In deze zaak heeft de rechtbank Midden-Nederland op 29 november 2022 uitspraak gedaan over de omgevingsvergunning voor het plaatsen van drie airco units op het dak van een bedrijfspand. De vergunninghouder, eigenaar van het pand, had op 31 januari 2020 een omgevingsvergunning aangevraagd, welke op 20 februari 2020 door het college van burgemeester en wethouders werd verleend. Tegen deze vergunning hebben vier eisers, bewoners van een nabijgelegen straat, bezwaar gemaakt. Het college verklaarde hun bezwaar ongegrond en handhaafde de vergunning, waarna de eisers beroep instelden bij de rechtbank.

De rechtbank heeft het beroep op 25 oktober 2022 behandeld. De eisers stelden dat de vergunning in strijd was met het Bouwbesluit 2021 en het Activiteitenbesluit milieubeheer, met name vanwege geluidsoverlast van de airco units. De rechtbank oordeelde echter dat het college de vergunning terecht had verleend, omdat er geen strijd was met de relevante toetsingsgronden uit de Wet algemene bepalingen omgevingsrecht (Wabo). De rechtbank concludeerde dat de geluidsnormen uit het Bouwbesluit alleen van toepassing zijn op aangrenzende percelen met een woonfunctie, en dat de beroepsgronden van de eisers niet opgingen.

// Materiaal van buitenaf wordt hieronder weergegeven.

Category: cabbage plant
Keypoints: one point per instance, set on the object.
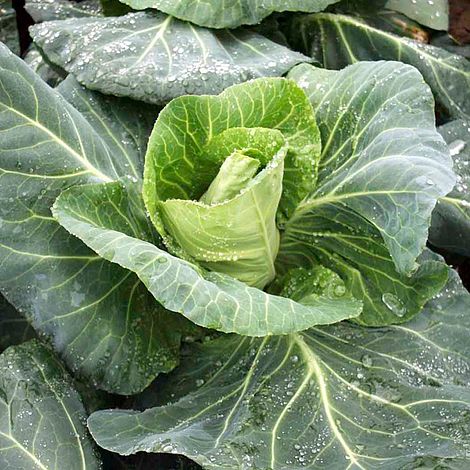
(216, 243)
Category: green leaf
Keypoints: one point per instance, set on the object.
(434, 14)
(36, 61)
(382, 168)
(14, 328)
(450, 228)
(8, 28)
(102, 216)
(339, 40)
(236, 235)
(41, 414)
(154, 58)
(47, 10)
(227, 14)
(122, 124)
(336, 397)
(114, 8)
(193, 135)
(446, 42)
(192, 139)
(100, 318)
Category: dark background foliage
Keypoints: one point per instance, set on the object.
(460, 31)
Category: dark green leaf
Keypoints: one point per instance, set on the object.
(99, 316)
(154, 58)
(339, 40)
(36, 61)
(382, 168)
(228, 13)
(114, 8)
(14, 328)
(450, 227)
(41, 414)
(104, 218)
(446, 42)
(434, 13)
(337, 397)
(8, 28)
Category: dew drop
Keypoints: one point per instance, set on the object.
(394, 304)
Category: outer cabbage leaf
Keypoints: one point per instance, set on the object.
(41, 414)
(103, 217)
(154, 58)
(8, 28)
(447, 42)
(48, 10)
(14, 328)
(229, 13)
(337, 397)
(450, 228)
(114, 8)
(434, 14)
(99, 317)
(382, 168)
(36, 61)
(339, 40)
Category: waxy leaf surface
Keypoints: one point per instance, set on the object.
(99, 317)
(41, 414)
(338, 397)
(228, 13)
(339, 40)
(382, 168)
(450, 228)
(154, 58)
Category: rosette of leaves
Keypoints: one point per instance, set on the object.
(124, 289)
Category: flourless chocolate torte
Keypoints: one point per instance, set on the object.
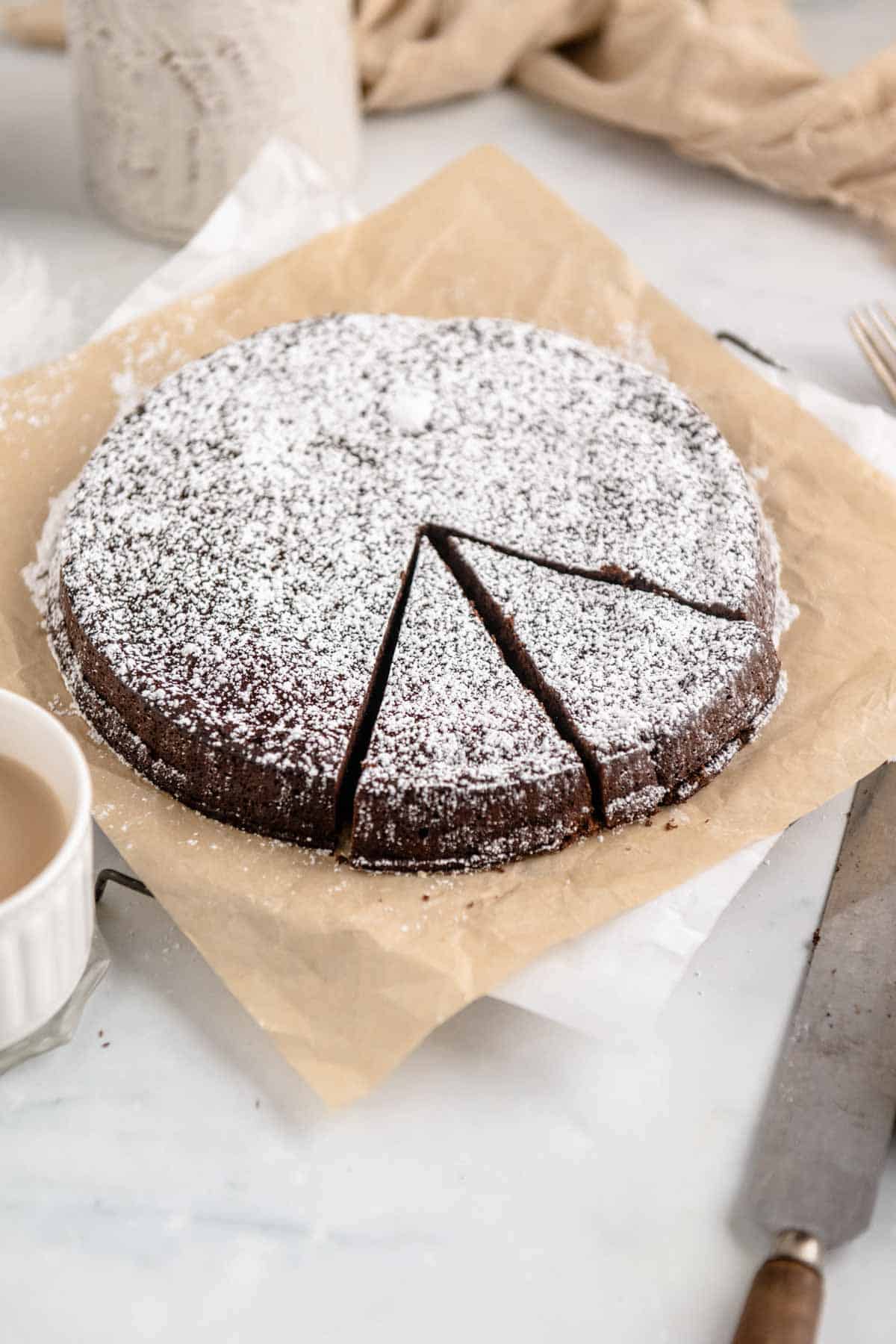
(447, 593)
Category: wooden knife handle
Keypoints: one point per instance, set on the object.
(783, 1305)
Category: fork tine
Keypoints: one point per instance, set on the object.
(883, 322)
(876, 356)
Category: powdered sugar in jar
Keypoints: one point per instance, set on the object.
(178, 96)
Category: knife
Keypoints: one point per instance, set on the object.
(829, 1119)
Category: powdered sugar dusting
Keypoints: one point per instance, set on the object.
(652, 688)
(455, 732)
(235, 546)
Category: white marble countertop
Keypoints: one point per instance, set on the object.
(173, 1180)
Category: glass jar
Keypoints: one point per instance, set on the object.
(178, 96)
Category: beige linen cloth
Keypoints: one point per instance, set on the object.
(723, 81)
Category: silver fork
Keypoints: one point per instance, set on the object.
(875, 331)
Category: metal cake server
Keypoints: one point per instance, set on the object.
(829, 1120)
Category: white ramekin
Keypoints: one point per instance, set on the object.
(47, 927)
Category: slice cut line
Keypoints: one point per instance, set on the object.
(648, 690)
(464, 766)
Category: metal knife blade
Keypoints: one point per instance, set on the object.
(829, 1120)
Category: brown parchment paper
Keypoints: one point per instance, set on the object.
(349, 971)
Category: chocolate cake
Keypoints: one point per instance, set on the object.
(649, 690)
(464, 764)
(237, 559)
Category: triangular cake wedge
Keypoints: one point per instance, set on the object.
(652, 692)
(464, 766)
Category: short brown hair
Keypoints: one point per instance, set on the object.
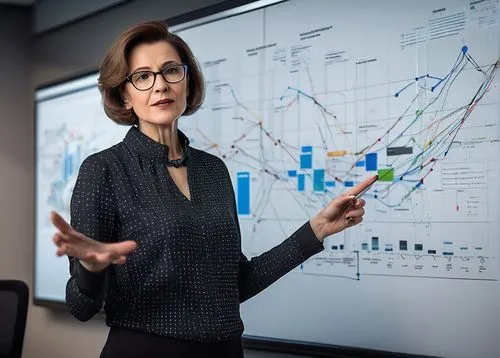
(114, 68)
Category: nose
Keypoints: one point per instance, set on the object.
(160, 84)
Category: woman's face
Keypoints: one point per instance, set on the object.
(165, 102)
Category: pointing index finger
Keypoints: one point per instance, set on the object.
(59, 222)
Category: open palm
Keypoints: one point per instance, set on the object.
(94, 255)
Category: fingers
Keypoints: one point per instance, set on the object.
(354, 221)
(58, 221)
(124, 248)
(355, 214)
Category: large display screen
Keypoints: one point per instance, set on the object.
(304, 100)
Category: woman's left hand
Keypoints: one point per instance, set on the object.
(342, 212)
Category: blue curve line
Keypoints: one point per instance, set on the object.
(460, 56)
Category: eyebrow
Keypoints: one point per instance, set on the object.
(147, 68)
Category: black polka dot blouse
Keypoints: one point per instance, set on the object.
(188, 275)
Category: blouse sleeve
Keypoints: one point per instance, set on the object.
(92, 214)
(261, 271)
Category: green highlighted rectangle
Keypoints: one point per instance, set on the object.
(386, 174)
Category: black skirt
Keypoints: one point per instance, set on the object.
(125, 343)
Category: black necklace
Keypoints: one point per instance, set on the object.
(177, 163)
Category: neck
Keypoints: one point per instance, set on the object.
(166, 135)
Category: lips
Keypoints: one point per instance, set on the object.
(163, 102)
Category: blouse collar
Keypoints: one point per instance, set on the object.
(144, 145)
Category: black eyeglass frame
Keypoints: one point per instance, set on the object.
(129, 77)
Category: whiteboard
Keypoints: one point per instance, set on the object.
(304, 100)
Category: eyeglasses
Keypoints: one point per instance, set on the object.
(145, 80)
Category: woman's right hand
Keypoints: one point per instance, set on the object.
(95, 256)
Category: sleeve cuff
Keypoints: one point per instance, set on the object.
(307, 240)
(90, 283)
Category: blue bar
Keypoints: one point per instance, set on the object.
(306, 157)
(302, 182)
(243, 182)
(319, 180)
(306, 161)
(65, 164)
(371, 162)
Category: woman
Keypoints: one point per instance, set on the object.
(154, 230)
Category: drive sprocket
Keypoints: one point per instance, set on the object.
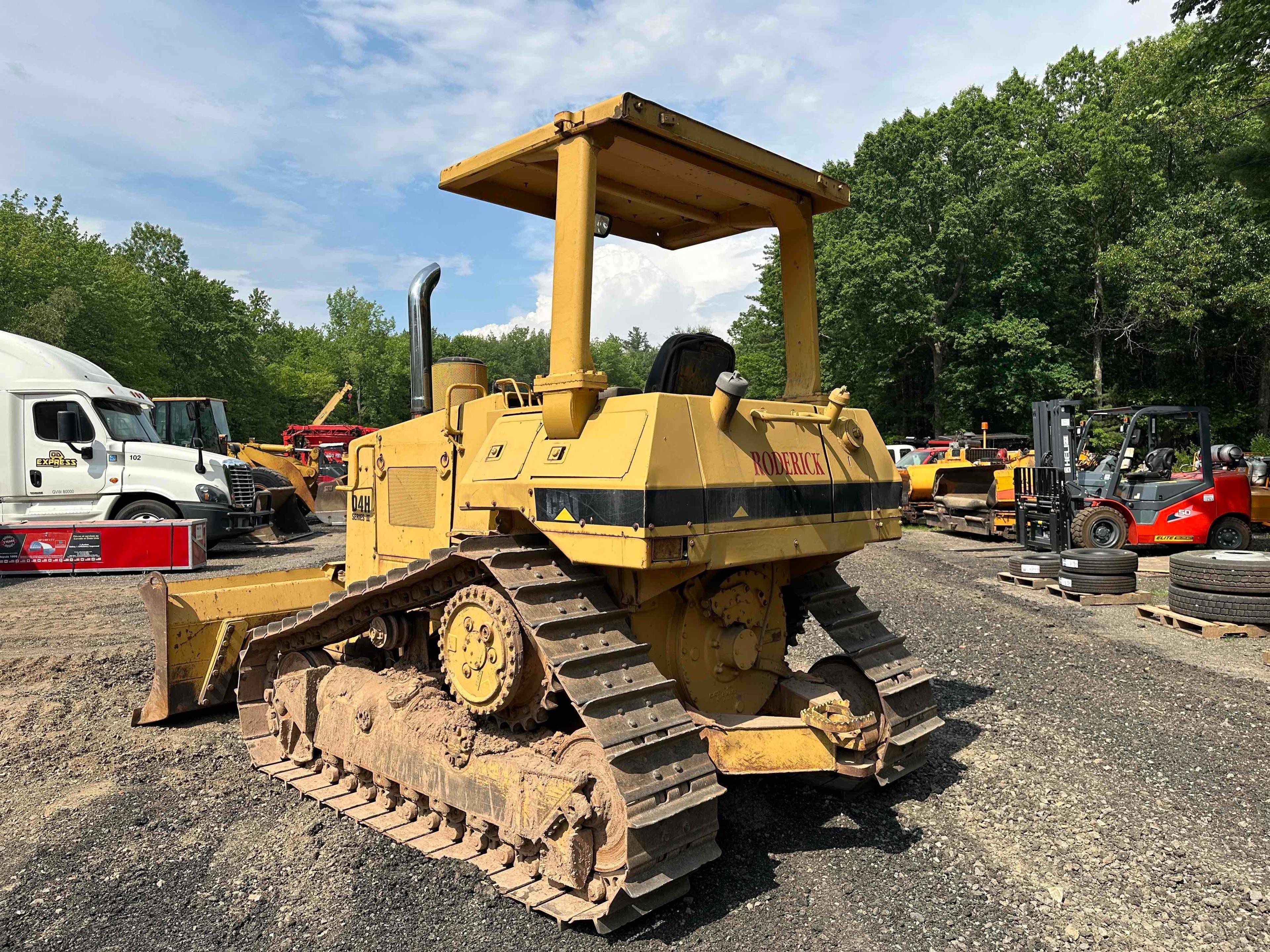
(489, 666)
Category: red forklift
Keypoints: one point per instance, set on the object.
(1131, 476)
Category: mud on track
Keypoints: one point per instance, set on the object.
(1100, 785)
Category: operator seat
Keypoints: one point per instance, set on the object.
(1158, 466)
(690, 364)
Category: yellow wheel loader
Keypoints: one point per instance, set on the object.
(563, 621)
(980, 498)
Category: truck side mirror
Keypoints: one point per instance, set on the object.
(68, 427)
(69, 432)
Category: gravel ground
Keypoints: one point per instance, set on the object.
(1102, 784)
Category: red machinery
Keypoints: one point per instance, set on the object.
(332, 440)
(1167, 484)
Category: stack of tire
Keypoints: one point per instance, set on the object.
(1098, 572)
(1221, 586)
(1034, 565)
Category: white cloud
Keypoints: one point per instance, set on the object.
(269, 113)
(656, 290)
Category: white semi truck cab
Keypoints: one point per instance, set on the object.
(78, 445)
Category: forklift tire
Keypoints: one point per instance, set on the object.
(1222, 571)
(1036, 565)
(148, 511)
(1221, 606)
(1100, 562)
(1098, 584)
(1230, 532)
(1099, 527)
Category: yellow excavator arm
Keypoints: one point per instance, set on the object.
(332, 404)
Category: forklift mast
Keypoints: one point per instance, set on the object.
(1055, 435)
(1043, 493)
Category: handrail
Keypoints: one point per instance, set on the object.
(526, 398)
(839, 399)
(356, 469)
(451, 389)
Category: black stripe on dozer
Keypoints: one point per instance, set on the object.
(679, 507)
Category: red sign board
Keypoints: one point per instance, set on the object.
(116, 546)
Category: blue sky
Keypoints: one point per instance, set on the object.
(296, 146)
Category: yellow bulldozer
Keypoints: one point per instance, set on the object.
(564, 617)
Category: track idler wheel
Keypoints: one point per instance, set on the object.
(608, 822)
(489, 664)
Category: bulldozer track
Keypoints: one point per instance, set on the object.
(902, 682)
(658, 762)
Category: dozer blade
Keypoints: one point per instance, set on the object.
(967, 488)
(200, 625)
(329, 503)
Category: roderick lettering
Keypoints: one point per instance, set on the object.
(786, 462)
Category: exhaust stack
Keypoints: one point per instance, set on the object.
(420, 311)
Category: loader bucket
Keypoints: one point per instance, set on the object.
(200, 625)
(289, 520)
(331, 503)
(967, 489)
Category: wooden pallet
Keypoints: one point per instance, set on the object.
(1084, 598)
(1202, 629)
(1028, 582)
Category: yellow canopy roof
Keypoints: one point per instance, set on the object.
(665, 178)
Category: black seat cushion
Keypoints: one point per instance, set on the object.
(1158, 465)
(690, 364)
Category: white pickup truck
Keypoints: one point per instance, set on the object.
(78, 445)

De rechtbank verklaarde het beroep van de eisers [eiser 2], [eiser 3] en [eiser 4] niet-ontvankelijk, omdat zij te laat waren met hun beroep. Het beroep van eiser [eiser 1] werd ongegrond verklaard. De rechtbank benadrukte dat het college geen ruimte had voor een bredere belangenafweging dan de wettelijke kaders toestaan. De uitspraak werd openbaar gemaakt en partijen ontvingen een afschrift van de uitspraak.

Uitspraak

RECHTBANK MIDDEN-NEDERLAND
Zittingsplaats Utrecht
Bestuursrecht
zaaknummer: UTR 22/1537

uitspraak van de enkelvoudige kamer van 29 november 2022 in de zaak tussen

1. [eiser 1],
2. [eiser 2],
3. [eiser 3],
4. [eiser 4]uit [woonplaats] , eisers,
en
het college van burgemeester en wethouders van de gemeente [plaats](het college), verweerder
(gemachtigden: R.W. van Manen en H. van de Velden ).
Als derde-partij neemt aan de zaak deel:
[vergunninghouder]uit [plaats] (vergunninghouder).

Inleiding

Vergunninghouder is eigenaar van het bedrijfspand aan de [perceel] in [plaats] (het perceel). In dit pand is een hoveniersbedrijf gevestigd. Op 31 januari 2020 heeft vergunninghouder een omgevingsvergunning aangevraagd voor het plaatsen van drie airco units op het dak van het perceel (het bouwplan). Met het primaire besluit van 20 februari 2020 heeft het college de omgevingsvergunning verleend.
Eisers wonen allemaal aan de [straat] in [plaats] en hebben bezwaar gemaakt tegen de verleende omgevingsvergunning. In het besluit van 20 februari 2022 (bestreden besluit) heeft het college dat bezwaar ongegrond verklaard en de omgevingsvergunning in stand gelaten.
Vervolgens hebben eisers tegen het bestreden besluit beroep ingesteld. Het college heeft een verweerschrift ingediend.
De rechtbank heeft het beroep op 25 oktober 2022 op zitting behandeld. Eiser [eiser 1] en de gemachtigden van het college waren hierbij aanwezig. Vergunninghouder was niet aanwezig.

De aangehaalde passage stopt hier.